Richmond's wild rabbit problem has animal advocates hopping mad, and they want the city to get involved.

"There's well over a thousand rabbits, and there could be close to two thousand rabbits," Sorelle Saidman told CTV News.

"From the Richmond auto mall through to Ikea… It's nose to tail rabbits."

Saidman founded Rabbitats Rabbit Rescue, an organization that helps house homeless feral and domestic rabbits in outdoor habitats. The structures are built in conjunction with animal shelters, rescue groups, businesses and private citizens. Rabbitats also helps educate the bunnies' new guardians on low-maintenance care. 

Saidman said the growing problem in Richmond could be fixed.

"Spay and neuter the rabbits on city property and we will take them," she said.

But the city told CTV it doesn't have the funding available to trap and sterilize wild rabbits.

Saidman said the city isn't budgeting properly. She said if municipal officials were on board, Rabbitats could help negotiate a reduced rate for the surgeries from local vets, and the expanding herd could be brought under control.

Local resident Amie Nowak also hopes the city will get involved.

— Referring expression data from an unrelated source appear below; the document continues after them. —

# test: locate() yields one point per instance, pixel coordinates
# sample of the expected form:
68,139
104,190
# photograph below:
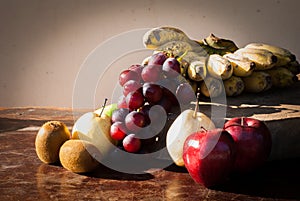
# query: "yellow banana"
242,66
263,59
294,67
211,87
233,86
219,67
159,36
197,70
220,43
284,56
177,48
257,82
281,77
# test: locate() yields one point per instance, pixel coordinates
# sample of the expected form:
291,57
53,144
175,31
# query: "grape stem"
103,106
197,106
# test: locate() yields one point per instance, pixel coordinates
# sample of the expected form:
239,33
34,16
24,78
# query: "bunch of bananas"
216,65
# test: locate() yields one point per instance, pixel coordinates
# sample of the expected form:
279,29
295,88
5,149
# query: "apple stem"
103,106
203,128
197,106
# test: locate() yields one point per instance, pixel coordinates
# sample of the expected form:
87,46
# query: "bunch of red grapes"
152,94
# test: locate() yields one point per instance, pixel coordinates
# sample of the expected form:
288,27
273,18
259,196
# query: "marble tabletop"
24,177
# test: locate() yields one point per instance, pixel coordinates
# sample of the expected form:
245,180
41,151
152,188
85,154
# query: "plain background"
44,42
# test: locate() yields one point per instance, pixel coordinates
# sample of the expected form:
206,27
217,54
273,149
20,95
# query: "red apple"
209,156
253,140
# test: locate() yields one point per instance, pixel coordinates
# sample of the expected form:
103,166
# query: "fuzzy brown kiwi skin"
79,156
50,137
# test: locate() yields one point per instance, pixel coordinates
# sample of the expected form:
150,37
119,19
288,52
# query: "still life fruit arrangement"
180,71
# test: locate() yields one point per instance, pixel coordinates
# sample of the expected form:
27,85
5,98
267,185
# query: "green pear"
188,122
95,129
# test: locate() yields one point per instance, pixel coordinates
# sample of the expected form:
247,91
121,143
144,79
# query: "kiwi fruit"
79,156
50,137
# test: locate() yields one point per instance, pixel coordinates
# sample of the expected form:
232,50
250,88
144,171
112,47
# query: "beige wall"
44,42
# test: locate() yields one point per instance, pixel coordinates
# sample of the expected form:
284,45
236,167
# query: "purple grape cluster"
151,93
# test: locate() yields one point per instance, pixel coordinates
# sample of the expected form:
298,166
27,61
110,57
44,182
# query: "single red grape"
131,143
171,67
118,130
152,92
135,100
152,73
185,93
130,86
135,121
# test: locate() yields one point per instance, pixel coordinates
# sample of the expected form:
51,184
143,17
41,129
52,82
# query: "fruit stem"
203,128
197,106
103,106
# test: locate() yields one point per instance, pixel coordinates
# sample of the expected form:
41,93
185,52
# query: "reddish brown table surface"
24,177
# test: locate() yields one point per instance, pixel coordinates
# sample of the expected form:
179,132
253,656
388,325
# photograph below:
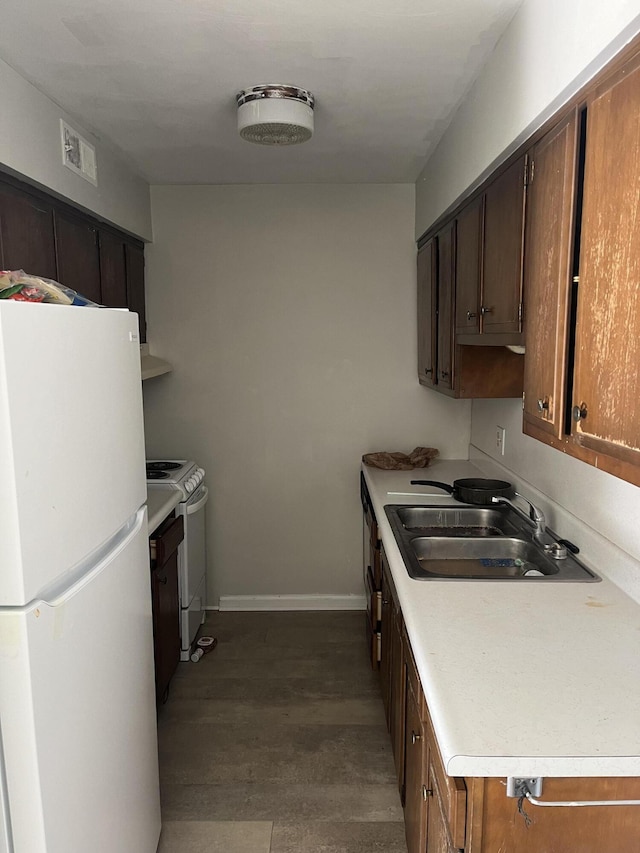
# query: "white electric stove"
187,478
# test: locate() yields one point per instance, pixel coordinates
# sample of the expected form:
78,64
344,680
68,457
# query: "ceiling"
157,79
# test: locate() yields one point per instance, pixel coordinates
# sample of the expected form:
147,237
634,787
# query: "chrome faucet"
535,518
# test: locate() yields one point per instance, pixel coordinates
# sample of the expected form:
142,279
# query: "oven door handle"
191,508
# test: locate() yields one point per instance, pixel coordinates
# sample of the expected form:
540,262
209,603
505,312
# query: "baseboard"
293,602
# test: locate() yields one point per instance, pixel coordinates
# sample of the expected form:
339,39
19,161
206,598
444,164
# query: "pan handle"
445,486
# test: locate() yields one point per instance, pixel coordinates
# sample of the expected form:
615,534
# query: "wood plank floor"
275,742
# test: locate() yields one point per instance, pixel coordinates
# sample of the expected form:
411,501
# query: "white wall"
582,503
550,49
288,313
30,147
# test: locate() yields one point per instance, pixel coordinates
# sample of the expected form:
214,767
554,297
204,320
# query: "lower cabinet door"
166,622
415,804
438,835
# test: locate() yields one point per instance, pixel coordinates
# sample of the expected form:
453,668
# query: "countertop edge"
444,716
160,503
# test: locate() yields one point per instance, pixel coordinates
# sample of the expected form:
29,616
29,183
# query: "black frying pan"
472,490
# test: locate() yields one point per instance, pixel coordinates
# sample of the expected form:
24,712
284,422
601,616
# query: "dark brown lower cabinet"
416,791
165,599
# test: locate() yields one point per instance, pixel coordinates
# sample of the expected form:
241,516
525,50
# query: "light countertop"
160,502
522,678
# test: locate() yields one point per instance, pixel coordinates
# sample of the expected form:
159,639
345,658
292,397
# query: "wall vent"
78,154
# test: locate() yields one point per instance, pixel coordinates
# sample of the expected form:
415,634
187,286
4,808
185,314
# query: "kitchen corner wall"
289,315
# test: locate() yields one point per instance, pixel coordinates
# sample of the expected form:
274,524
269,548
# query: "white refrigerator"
78,745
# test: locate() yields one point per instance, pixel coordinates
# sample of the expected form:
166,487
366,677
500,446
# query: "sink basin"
456,521
476,543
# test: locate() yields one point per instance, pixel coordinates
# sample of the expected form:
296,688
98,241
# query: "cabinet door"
606,379
113,270
446,279
438,837
78,256
398,695
165,598
26,233
548,274
385,645
416,791
427,313
502,261
469,267
166,622
134,257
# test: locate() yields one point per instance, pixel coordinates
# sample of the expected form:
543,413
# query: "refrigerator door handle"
88,570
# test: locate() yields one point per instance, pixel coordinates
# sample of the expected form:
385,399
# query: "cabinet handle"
579,412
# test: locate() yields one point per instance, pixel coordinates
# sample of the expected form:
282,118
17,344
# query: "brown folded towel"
418,458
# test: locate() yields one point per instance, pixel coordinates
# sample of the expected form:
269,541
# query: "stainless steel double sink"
479,543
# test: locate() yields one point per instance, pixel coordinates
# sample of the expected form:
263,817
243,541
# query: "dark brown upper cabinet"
582,298
113,270
134,260
501,291
458,371
78,256
48,238
427,284
469,226
605,403
445,295
26,233
549,243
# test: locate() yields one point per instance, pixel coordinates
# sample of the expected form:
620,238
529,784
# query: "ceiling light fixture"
274,114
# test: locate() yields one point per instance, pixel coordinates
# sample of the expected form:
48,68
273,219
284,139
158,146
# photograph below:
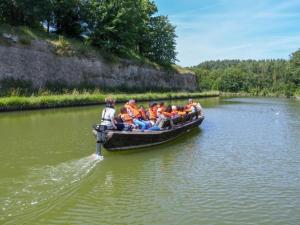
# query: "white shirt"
108,114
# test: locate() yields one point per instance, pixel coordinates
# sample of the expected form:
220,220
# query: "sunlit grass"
77,99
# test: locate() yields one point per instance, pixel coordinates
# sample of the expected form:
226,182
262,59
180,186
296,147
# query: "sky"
233,29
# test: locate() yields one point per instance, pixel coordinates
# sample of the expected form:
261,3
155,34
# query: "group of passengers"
132,117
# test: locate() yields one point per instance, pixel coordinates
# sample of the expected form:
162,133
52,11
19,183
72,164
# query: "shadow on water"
43,189
195,132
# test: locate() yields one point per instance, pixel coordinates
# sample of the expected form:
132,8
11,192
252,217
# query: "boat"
113,140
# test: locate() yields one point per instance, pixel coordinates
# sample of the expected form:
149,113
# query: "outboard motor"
100,129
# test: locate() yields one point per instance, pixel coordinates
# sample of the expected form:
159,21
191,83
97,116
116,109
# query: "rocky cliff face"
40,66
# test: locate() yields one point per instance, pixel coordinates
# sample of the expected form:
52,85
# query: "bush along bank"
15,103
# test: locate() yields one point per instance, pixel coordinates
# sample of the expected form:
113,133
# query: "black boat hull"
123,140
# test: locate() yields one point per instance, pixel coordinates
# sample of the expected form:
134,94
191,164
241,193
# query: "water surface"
241,167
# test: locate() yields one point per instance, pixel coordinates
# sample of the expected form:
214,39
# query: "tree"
161,42
116,25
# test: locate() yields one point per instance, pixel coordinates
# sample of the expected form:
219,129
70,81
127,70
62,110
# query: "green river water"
242,166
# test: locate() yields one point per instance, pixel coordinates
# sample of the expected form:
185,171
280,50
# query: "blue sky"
233,29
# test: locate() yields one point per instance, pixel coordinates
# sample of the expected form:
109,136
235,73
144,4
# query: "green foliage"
123,27
261,77
160,42
76,98
63,47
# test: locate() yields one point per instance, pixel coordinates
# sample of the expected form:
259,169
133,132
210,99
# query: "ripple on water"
49,185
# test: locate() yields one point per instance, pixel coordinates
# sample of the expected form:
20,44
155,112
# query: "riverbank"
18,103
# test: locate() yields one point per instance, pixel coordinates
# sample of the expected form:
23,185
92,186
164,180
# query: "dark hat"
151,104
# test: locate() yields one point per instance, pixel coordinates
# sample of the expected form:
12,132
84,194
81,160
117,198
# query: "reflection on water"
240,167
33,194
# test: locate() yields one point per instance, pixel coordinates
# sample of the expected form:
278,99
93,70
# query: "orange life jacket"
143,113
181,113
166,114
133,109
152,114
126,118
174,112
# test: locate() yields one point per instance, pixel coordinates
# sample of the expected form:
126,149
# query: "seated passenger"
174,112
181,111
127,120
135,114
190,107
108,113
194,106
143,113
168,112
152,112
160,109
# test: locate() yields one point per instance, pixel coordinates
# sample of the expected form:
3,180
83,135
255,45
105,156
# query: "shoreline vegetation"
19,103
77,99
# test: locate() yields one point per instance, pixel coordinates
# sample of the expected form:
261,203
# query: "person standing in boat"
108,114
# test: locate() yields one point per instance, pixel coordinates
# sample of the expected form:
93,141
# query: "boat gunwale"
184,125
175,127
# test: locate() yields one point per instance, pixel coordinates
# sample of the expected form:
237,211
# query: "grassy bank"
15,103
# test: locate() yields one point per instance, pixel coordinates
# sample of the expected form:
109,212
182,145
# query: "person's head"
132,102
152,104
169,109
123,110
110,102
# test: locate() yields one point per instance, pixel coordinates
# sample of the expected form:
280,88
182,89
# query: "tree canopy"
116,26
253,76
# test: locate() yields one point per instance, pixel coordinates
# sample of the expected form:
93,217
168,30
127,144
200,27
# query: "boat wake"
49,185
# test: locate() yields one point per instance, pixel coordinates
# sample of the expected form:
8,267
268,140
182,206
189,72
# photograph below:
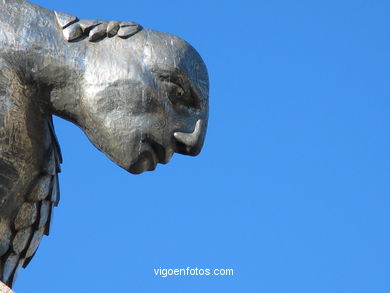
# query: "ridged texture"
20,238
75,29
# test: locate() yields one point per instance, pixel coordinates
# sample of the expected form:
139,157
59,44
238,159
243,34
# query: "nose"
190,143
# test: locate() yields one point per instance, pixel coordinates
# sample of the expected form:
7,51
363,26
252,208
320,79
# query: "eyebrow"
178,77
174,75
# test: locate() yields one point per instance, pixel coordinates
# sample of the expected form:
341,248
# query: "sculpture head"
144,98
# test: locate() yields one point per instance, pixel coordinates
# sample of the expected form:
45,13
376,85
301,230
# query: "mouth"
147,160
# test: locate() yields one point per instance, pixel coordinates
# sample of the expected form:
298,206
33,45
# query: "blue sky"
292,187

The pediatric nurse and mother didn't plan on keeping 13 bunnies in the backyard of her townhouse, she said, "It just started from trying to do the right thing with one rabbit."

She'd found an abandoned pet hopping around her townhouse complex, and that rabbit soon started having babies. Her daughter caught the mother, who then gave birth again.

"In the span of about three months, we went from two bunnies to 17," she said.

"So then we realized maybe we could get a grip on this problem. We thought we should try and catch the other bunnies from the other litters, so Rabbitats lent us a live trap."

That's how they ended up sharing their property with a baker's dozen of bunnies.

While she waits for the city to come up with a plan of action, she's looking for homes for her backyard brood.

"I guess you could say we fell down the proverbial rabbit hole," she joked.

She said they may be cute, "but I still don't want to keep them all."